Minicrisis and dollar: can it turn out well?

Minicrisis and dollar: can it turn out well?

In his electoral platform, the presidential candidate of La Libertad Avanza Javier Milei He proposed “immediately releasing all exchange restrictions.” As we know, this fueled expectations of devaluation of the peso, which was branded as execrable rubbish, taking the counted dollar with settlement (CCL) from $536 at the end of July 2023 to $702 when Milei won the PASO.

Exchange rate pressure continued to increase, touching the CCL to a high of $1,110 before the October elections. As Milei’s victory was not 100% certain, after the first electoral round, the CCL fell to $876 in the run-up to the second round on November 19, discounting a more gradual exchange rate unification and, therefore, a lower devaluation at the end of 2023.

When Milei’s victory was confirmed, The market was preparing for a devaluation and dollarization, but the President-elect sent a clear signal that dollarization would not be imminent and that the exit from the stocks (devaluation) would be after solving the issue of the Leliqs and thus the CCL returned to go down in December.

THE CCL rose again in January from $887 to $1,300, given that the market expected a devaluation in March, within the framework of a “shock” policy and an agreement with the IMF, which liberalizes the exchange rate policy with a high dollar to stimulate the liquidation of agriculture.

The need has the face of a herectic

Milei is strategically dogmatic but has shown to be tactically pragmatic. Apart from high-sounding panegyrics in speeches and events, talking about freedom, in the last two months there was a “pragmatic” turn.
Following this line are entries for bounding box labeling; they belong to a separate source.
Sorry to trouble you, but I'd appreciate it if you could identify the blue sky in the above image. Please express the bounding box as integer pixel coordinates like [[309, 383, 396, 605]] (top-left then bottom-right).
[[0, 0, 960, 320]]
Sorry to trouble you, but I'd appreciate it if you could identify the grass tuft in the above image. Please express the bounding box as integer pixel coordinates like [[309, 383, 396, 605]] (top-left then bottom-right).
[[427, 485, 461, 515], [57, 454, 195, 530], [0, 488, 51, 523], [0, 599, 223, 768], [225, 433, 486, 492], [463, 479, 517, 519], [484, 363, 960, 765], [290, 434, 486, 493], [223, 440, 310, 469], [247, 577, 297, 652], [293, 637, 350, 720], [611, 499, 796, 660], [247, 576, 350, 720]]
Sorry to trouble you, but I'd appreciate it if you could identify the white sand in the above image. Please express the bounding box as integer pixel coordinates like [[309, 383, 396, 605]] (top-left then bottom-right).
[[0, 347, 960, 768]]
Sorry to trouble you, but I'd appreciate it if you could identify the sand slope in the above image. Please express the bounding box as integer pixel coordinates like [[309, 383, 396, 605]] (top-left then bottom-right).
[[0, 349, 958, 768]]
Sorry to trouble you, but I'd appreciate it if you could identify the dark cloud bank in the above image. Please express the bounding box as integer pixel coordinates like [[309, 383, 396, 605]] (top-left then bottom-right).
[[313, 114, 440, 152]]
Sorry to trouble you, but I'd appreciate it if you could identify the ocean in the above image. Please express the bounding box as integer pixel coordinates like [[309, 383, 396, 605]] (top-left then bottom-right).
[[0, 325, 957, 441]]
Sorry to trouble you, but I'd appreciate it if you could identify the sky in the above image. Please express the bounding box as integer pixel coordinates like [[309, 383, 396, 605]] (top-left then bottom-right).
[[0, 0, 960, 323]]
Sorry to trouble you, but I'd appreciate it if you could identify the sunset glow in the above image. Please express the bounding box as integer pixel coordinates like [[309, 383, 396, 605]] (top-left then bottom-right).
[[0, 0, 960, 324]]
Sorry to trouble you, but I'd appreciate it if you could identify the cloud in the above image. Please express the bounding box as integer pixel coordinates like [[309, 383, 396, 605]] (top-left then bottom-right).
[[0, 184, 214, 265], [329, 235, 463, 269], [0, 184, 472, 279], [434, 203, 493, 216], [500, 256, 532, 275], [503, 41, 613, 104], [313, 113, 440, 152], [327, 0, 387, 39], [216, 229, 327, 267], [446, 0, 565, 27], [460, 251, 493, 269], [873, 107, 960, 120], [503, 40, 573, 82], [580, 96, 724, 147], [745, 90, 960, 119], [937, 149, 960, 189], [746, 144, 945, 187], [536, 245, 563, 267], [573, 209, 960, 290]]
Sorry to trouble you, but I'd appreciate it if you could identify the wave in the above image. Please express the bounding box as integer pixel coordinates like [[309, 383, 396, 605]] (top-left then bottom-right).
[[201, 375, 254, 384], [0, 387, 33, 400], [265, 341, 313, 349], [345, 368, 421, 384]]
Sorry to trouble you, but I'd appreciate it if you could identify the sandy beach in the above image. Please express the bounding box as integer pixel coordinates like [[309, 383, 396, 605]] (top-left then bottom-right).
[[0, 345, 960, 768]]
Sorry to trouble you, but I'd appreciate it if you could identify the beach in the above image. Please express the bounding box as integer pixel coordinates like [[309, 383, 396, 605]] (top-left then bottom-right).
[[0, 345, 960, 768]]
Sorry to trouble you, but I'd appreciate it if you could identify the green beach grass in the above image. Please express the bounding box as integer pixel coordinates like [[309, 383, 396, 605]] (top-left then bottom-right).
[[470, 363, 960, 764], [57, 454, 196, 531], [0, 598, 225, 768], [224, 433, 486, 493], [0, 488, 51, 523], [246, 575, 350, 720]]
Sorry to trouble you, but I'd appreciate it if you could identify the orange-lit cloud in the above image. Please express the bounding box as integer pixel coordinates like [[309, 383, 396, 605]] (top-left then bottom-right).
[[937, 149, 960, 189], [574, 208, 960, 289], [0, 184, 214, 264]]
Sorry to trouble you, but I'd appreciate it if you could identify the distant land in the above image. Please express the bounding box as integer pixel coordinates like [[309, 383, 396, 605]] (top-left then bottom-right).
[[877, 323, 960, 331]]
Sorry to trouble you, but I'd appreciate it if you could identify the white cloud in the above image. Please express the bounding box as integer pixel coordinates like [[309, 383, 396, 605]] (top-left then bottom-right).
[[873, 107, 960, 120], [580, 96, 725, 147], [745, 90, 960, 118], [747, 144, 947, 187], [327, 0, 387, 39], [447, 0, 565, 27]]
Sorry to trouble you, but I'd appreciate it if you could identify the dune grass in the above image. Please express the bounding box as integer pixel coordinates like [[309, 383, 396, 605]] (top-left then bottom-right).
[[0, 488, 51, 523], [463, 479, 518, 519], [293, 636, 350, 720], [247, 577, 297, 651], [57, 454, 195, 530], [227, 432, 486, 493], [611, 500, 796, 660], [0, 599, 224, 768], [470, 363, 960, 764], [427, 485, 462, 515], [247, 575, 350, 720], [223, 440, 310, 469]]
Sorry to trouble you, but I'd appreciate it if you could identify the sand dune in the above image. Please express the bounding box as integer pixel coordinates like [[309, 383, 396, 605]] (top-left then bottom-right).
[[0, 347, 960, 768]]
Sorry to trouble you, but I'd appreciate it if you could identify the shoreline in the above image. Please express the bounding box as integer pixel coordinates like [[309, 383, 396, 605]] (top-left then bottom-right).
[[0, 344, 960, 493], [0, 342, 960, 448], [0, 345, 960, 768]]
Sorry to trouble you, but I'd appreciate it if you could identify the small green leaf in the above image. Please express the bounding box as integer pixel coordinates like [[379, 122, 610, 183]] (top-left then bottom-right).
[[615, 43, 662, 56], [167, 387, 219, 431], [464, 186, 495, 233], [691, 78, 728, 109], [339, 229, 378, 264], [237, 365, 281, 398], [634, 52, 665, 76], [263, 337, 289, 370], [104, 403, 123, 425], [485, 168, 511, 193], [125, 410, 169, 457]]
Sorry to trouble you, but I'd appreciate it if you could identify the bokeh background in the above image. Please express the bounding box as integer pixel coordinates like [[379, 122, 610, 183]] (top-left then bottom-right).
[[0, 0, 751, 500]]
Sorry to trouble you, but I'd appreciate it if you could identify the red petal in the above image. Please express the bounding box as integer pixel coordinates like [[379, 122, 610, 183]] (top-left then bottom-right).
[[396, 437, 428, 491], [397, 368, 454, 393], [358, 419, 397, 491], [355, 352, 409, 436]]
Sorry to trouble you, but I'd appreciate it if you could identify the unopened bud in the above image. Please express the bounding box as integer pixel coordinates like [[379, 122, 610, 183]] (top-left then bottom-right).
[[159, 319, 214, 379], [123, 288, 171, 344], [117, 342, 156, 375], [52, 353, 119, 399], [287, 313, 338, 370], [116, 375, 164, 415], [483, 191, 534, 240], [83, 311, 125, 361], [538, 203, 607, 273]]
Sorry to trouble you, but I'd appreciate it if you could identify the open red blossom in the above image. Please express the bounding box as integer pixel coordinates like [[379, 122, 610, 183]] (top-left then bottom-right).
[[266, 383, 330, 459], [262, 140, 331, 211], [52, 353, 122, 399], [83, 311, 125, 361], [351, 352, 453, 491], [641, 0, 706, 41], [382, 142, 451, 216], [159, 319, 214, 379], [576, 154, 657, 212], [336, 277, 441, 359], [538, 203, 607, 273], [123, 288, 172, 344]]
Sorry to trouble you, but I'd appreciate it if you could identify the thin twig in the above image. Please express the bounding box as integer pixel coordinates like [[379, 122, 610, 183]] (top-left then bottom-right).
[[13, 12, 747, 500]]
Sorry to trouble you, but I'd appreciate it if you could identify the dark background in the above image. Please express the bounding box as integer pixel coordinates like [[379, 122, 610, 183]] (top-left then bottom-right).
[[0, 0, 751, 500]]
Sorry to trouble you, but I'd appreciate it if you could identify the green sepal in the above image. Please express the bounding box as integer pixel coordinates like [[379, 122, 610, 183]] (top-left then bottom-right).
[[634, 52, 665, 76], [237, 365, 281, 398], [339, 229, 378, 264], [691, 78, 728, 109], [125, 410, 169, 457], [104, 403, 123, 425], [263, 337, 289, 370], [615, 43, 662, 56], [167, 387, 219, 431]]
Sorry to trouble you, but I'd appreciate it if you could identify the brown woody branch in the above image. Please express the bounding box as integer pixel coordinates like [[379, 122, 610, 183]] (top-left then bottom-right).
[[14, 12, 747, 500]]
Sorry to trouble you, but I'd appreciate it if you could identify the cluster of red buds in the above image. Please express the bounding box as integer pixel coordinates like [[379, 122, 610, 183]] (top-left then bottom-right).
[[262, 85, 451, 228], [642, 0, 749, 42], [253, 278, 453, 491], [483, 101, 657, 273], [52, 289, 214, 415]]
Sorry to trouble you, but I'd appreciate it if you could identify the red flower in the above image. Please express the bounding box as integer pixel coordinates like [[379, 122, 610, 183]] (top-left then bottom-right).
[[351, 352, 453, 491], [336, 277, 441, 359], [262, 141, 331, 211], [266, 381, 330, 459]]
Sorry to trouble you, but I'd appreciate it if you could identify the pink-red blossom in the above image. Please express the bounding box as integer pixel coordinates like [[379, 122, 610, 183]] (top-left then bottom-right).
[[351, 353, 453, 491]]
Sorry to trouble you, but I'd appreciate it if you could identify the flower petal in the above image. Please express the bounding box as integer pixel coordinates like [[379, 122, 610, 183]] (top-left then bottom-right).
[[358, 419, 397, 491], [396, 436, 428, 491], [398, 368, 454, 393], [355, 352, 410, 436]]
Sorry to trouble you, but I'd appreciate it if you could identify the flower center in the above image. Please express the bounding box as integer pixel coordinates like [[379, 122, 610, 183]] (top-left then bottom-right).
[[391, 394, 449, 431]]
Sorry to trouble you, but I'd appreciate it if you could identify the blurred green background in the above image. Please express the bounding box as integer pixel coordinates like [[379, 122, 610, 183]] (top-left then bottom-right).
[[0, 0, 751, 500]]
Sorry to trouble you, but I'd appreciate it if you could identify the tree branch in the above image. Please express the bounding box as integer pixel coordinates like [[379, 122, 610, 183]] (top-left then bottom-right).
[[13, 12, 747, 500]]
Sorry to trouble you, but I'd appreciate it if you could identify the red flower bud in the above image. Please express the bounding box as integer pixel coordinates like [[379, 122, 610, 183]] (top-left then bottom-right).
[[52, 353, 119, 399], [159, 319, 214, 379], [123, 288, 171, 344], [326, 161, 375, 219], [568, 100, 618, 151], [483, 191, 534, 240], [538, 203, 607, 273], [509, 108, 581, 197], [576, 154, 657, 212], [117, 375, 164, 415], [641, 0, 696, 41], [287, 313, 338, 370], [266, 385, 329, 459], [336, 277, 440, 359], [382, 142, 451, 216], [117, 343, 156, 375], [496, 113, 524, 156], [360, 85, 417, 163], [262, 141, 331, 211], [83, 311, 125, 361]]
The conversations with supermarkets, the regulation of prepaid companies, the managed floating of the exchange rate, the postponement of rate increases, the compulsive payment in bonuses to energy generators, the maintenance of schedules in import payments and various etc.. And after the mini-crisis, openly intervened in the implicit dollarsso as not to stray too far from “when we came from Spain”, a popular saying that refers to immigrant poverty that links to the virulent trip of the President (End?)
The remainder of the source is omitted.